If you’re looking for a local
to root for in next week’s U.S.
Open, there is one guy – and he’s quite the Cinderella story.
Of the six area golfers who
teed it up in section qualifying on Monday, only Michael Tobiason Jr., 27, from
Wilmington, a teaching pro at Applecross Golf
Academy at Applecross
CC, played his way into the Open
at Congressional CC in Bethesda,
Md., beginning next Thursday.
his ticket to the Open with stellar rounds of 69-66=135,
at Woodmont CC in Rockville, Md., leaving him T-3rd
among 112 hopefuls who were vying for 10 spots.
Here’s the best part: Not
only is this Tobiason’s
first U.S. Open, it will be the
first PGA Tour event he has ever
attended, let alone played in.
"It feels good; the hard
work is finally starting to pay off," said Tobiason, reached on his cell
phone Thursday. "Professional golf
is sort of a roller coaster ride. It’s nice when you see one of the little guys
get in there to play against the best in the world."
After playing junior golf in
the area, Tobiason
went on to be a two-time All-America
at Division II Goldey-Beacom
College in Wilmington, where he was Player
of the Year four straight years in the Central
Atlantic Collegiate Conference, beginning in 2003.
Since then, Tobiason has
taught at Eric MacCluen Golf, which is now based at Applecross Golf Academy. Tobiason has spent the past three winters in Florida,
notching eight wins on the mini-tour circuit as he chases his dream of one day
playing the PGA Tour.
Qualifying for the Open is a bit bittersweet for Tobiason, coming
as it does a year too late for his dad to witness his biggest success.
"He believed in me every
part of the way," Tobiason
said of his dad, Michael Sr., who
lost his battle with cancer last year at the age of 60. "I know he will be there every step of
the way. He lived a good life, and
he lived it to the fullest."
Tobiason is so new this level of competition, there is no one he can call for
advice or insight into what to expect – none of his friends have made it
to the Tour ahead of him. To
date, the best mentoring he has received has come from former Tour player Al Besselink,
who took him under his wing one winter in Florida.
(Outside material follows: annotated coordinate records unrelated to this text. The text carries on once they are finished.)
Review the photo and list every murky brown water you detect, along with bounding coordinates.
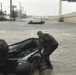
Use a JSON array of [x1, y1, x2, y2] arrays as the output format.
[[0, 20, 76, 75]]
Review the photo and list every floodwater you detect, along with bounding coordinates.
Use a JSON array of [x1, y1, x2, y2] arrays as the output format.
[[0, 20, 76, 75]]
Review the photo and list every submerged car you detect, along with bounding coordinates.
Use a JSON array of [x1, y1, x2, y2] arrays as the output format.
[[0, 38, 45, 75]]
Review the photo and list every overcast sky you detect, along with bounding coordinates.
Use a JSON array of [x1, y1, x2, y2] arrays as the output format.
[[0, 0, 76, 16]]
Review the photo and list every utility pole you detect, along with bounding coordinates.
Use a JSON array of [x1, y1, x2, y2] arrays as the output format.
[[59, 0, 63, 22], [10, 0, 12, 21], [19, 2, 22, 19], [0, 2, 2, 12]]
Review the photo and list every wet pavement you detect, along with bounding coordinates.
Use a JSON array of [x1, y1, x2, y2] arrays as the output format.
[[0, 20, 76, 75]]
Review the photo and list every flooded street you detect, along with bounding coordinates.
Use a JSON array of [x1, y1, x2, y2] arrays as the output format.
[[0, 20, 76, 75]]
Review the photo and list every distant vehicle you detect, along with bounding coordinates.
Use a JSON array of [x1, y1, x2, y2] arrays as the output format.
[[28, 20, 45, 24], [0, 38, 44, 75]]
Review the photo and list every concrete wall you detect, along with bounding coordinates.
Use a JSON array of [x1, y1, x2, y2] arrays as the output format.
[[63, 12, 76, 23]]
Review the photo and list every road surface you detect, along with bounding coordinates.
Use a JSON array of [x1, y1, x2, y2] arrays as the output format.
[[0, 20, 76, 75]]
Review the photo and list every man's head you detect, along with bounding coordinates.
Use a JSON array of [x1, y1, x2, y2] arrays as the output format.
[[37, 31, 44, 37]]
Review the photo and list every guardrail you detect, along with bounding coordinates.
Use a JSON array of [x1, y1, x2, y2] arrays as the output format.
[[52, 12, 76, 23]]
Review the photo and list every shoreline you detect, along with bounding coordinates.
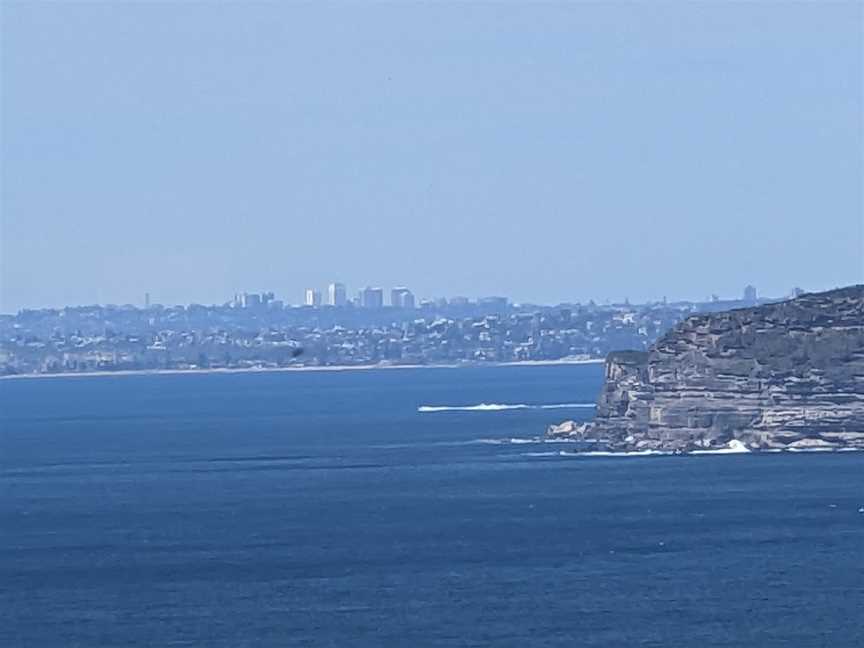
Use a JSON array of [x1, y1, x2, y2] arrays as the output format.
[[0, 358, 606, 381]]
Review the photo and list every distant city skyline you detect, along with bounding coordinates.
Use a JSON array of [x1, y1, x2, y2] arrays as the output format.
[[0, 2, 864, 313], [0, 282, 818, 315]]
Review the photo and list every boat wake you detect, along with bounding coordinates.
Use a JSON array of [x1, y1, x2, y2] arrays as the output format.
[[417, 403, 594, 414]]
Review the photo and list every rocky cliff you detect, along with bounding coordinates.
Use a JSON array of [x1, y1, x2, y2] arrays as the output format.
[[549, 286, 864, 451]]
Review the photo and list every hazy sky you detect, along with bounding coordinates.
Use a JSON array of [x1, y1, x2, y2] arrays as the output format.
[[0, 2, 864, 312]]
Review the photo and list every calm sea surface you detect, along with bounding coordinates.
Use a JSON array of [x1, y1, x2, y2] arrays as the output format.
[[0, 366, 864, 648]]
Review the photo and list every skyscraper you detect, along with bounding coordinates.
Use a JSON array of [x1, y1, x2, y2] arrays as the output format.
[[390, 288, 414, 308], [327, 282, 348, 306], [360, 288, 384, 308], [304, 288, 321, 306]]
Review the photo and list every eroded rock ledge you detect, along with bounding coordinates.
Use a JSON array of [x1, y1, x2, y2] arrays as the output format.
[[548, 285, 864, 451]]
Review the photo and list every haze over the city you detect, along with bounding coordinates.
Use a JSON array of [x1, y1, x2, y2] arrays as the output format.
[[0, 3, 864, 312]]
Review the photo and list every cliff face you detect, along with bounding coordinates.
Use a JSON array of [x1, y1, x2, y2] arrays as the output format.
[[549, 286, 864, 450]]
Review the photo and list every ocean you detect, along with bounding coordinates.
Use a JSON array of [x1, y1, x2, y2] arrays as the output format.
[[0, 365, 864, 648]]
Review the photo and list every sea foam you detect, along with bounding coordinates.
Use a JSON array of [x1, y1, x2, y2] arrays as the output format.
[[417, 403, 594, 414]]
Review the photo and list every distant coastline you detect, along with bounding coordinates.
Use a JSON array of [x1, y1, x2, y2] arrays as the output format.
[[0, 358, 605, 380]]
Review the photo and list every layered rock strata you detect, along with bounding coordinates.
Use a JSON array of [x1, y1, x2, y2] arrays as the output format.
[[548, 286, 864, 451]]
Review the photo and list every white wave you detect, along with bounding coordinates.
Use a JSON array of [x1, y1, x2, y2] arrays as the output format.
[[417, 403, 594, 413], [473, 437, 543, 445], [687, 439, 750, 454]]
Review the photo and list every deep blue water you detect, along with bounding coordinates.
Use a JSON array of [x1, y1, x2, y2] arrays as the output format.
[[0, 366, 864, 648]]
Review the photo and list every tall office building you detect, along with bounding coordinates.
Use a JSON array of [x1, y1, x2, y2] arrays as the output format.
[[304, 288, 321, 306], [327, 283, 348, 306], [360, 288, 384, 308], [390, 288, 414, 308]]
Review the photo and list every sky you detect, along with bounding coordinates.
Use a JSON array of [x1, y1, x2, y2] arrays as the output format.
[[0, 2, 864, 312]]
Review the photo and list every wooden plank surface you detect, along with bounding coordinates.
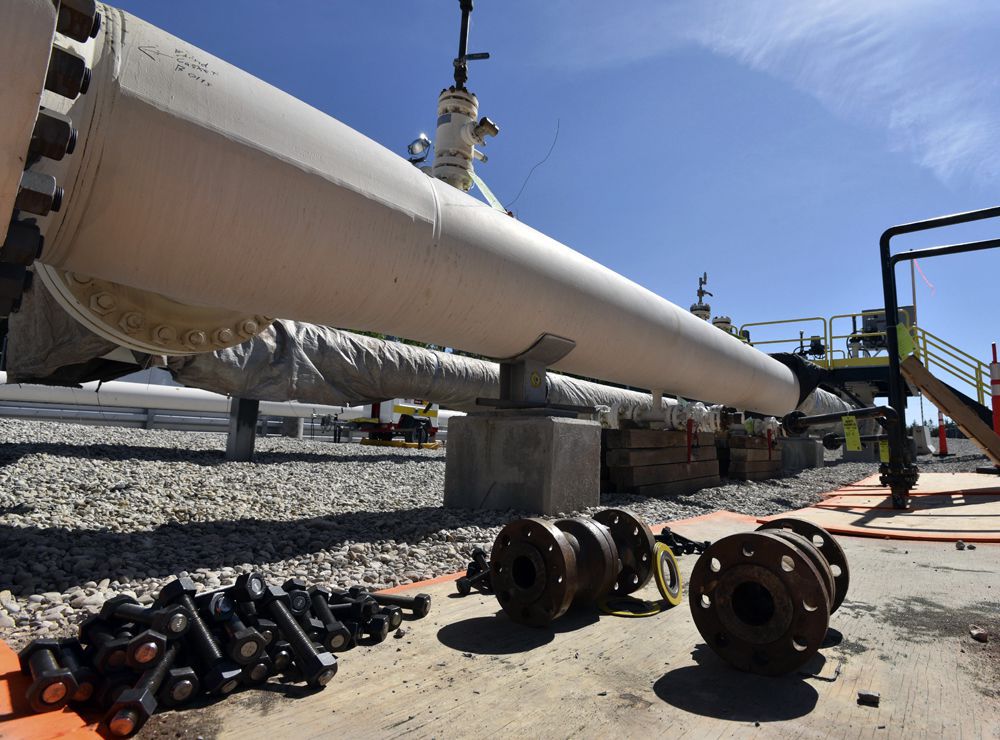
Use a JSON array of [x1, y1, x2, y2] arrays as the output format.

"Al helped me not just with
my swing but with my mind," said Tobiason.
Speaking of which, Tobiason knows
he is about to strut onto the biggest stage in golf, and he fully expects a bad
case of butterflies.
"But those butterflies are
what make you feel alive," he said.
"You just have to get used to it.
You have to rise to the occasion, and that is what I plan on doing."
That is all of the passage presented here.